RAGBRAI Riders Rolling into Coralville
By Gregg Hennigan, Reporter
CORALVILLE, Iowa – Many RAGBRAI riders go at a leisurely pace, taking in the pass through towns, eating – and perhaps drinking – along the way.
Not Richard Varn.
“I’d hurl if I stopped and ate a pork chop in the morning,” the 53-year-old said.
So Varn, who lives in Des Moines and grew up on Solon, left Grinnell at 5 a.m. Friday and biked the 75-mile route straight to Coralville. He was one of the first RAGBRAI participants in town, arriving about 9:20 a.m. even after losing time to a broken spoke.
More than 10,000 other riders were expected to follow him as Coralville serves as the last overnight stop on the weeklong bicycling trip across Iowa. RAGBRAI finishes Saturday in Davenport.
RAGBRAI headquarters is at S.T. Morrison Park in the heart of town, which has effectively become a large campground.
Riders will enter the park on Eighth Street by crossing under two arches of a structure resembling the brick facade of Kinnick Stadium, home of the Iowa football team. A Herky the Hawk statue is at the entrance.
They’ll then travel over a 30-yard “field” that is Eighth Street painted green and striped with yard and hash marks. There are also black and gold end zones, one saying “Coralville” and the other “Hawkeyes.”
A large recreational vehicle that should have been passing through the mini Kinnick hit the structure and popped out one of the panels this morning, but it was repaired quickly and before any cyclists arrived.

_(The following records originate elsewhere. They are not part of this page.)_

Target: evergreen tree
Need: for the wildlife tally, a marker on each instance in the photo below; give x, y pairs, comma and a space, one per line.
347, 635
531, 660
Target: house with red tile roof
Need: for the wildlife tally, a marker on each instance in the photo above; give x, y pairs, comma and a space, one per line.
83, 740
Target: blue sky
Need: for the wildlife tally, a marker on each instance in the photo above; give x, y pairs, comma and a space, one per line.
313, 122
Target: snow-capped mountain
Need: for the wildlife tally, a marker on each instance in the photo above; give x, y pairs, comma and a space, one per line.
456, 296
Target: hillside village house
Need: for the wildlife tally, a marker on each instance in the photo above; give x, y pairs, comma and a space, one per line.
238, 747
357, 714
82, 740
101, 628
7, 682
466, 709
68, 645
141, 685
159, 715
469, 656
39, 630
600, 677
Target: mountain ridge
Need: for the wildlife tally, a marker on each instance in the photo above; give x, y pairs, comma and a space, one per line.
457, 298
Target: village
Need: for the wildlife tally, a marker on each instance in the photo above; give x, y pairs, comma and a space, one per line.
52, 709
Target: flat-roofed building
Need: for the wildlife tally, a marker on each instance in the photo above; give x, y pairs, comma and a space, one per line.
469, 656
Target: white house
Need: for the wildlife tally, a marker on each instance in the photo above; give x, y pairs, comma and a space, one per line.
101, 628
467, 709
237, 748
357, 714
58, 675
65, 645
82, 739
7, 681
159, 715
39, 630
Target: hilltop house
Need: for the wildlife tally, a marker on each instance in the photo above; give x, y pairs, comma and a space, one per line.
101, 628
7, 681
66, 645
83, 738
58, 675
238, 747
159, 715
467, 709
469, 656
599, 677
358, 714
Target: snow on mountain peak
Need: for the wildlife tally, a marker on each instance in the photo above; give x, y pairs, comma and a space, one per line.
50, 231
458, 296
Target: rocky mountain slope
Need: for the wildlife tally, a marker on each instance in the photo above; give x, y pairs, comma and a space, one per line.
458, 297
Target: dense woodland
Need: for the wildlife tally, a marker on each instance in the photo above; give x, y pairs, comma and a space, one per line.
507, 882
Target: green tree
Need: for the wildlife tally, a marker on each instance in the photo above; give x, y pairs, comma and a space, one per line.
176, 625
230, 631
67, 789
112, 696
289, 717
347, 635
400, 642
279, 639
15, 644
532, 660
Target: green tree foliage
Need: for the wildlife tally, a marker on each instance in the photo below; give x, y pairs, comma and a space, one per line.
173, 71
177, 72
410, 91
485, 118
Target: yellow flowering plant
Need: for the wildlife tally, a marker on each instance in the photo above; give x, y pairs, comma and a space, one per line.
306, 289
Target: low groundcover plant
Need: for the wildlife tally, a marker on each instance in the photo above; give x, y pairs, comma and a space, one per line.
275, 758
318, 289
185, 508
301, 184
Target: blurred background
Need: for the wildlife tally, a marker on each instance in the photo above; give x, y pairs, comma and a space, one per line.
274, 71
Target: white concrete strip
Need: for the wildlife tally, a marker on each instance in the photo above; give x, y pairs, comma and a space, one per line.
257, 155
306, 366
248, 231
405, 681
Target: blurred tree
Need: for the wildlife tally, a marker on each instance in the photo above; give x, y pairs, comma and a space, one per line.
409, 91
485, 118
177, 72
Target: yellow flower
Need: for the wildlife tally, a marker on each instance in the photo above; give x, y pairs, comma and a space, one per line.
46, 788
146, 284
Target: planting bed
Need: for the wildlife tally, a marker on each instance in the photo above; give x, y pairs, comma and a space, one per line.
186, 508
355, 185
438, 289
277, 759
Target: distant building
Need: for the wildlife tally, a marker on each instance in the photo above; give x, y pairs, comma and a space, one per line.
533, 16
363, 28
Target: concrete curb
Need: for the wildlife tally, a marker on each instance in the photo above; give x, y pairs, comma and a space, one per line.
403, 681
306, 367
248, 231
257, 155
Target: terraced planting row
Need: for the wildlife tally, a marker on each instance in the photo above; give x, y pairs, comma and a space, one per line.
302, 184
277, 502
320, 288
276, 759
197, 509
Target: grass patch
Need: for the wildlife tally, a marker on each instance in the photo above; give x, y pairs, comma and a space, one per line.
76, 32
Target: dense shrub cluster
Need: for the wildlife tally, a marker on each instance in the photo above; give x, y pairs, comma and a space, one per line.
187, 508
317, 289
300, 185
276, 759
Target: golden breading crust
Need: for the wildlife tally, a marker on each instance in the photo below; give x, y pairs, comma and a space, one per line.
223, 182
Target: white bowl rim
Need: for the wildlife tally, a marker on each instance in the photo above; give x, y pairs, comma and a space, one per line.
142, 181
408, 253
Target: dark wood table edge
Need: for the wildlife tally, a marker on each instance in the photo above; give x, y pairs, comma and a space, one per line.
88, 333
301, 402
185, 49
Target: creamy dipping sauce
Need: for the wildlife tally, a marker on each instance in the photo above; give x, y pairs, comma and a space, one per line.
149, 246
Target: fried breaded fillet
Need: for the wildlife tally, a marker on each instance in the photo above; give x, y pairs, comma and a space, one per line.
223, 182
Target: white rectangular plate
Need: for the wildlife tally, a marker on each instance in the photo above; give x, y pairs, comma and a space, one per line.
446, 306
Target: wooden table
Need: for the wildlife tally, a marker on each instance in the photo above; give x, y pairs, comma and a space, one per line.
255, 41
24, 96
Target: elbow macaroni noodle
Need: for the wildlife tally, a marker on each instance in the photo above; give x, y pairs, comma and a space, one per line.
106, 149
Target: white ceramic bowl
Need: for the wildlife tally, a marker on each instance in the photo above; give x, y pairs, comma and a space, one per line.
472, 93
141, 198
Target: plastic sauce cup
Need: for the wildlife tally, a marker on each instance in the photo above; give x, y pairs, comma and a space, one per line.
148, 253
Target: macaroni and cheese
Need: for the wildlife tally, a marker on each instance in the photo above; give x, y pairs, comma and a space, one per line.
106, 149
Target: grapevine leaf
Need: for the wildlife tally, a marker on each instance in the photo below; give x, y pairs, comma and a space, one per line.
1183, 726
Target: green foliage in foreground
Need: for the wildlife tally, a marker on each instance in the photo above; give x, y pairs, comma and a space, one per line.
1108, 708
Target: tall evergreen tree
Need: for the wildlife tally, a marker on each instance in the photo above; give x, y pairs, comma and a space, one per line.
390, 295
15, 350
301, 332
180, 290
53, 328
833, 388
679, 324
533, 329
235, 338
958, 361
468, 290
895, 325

Coralville is host of RAGBRAI’s inaugural college spirit day, and a community known for its love of the Hawkeyes will have to accept seeing more Iowa State red that it probably cares to, plus the colors of the University of Northern Iowa, Drake University and others.
Sarah Dorman, a 32-year-old from Carroll in west-central Iowa, wore a red Iowa State baseball cap. She joked with someone that she should probably take it off, but it stayed on her head.
“It will be OK. I’m not scared,” she said.
Shawna Colvin of Tiffin came out with her three young boys. They were all dressed in Hawkeye gear, including 7-week-old R.J. Six-year-old Jack and Riley, 3, played on the street-turned-football field before the cyclists arrived.
“It’s pretty cool,” said Jack, who wore a black No. 32 jersey.
Counting riders, support crews and area residents who come for the festivities, more than 20,000 RAGBRAI-related visitors are expected here today, which would surpass Coralville’s population of 19,000.
Organizers have been planning for this day since February, said Laurie Haman, vice president of the Iowa City/Coralville Area Convention and Visitors Bureau. About 500 volunteers are working the event, and 200 homes are hosting riders.
All 32 Coralville police officers are working today, Chief Barry Bedford said. Six reserve sheriff’s deputies and two Iowa State Patrol troopers will help tonight, and area law enforcement will monitor intersections on the RAGBRAI route today and Saturday, he said.
In three previous Coralville RAGBRAI stops, the last being in 2006, no one associated with RAGBRAI has been arrested, Bedford said. Just a few locals.
All the visitors also mean business for the area. Hotels have been sold out for months. About 24 food vendors and 14 non-food vendors are in the park selling clothing, offering massages and cooking pizza, grilled items, sandwiches and even Mexican food.
Jerry Sweeting of Jerry and Margie’s Catering in Riverside brought 1,100 bratwursts, rib-eye sandwiches, hamburgers and hotdogs. He’d like to sell 1,000 of them but said having fun is another reason he came.
“It’s just enjoyable to see everybody’s get ups and what they wear,” he said.
Cheba Hut, known for its marijuana-themed menu, has a tent carrying its slogan, “Where the only thing fried is an occasional customer.”
Some of the sun-baked riders who have reported that this week has been hot and hilly might disagree.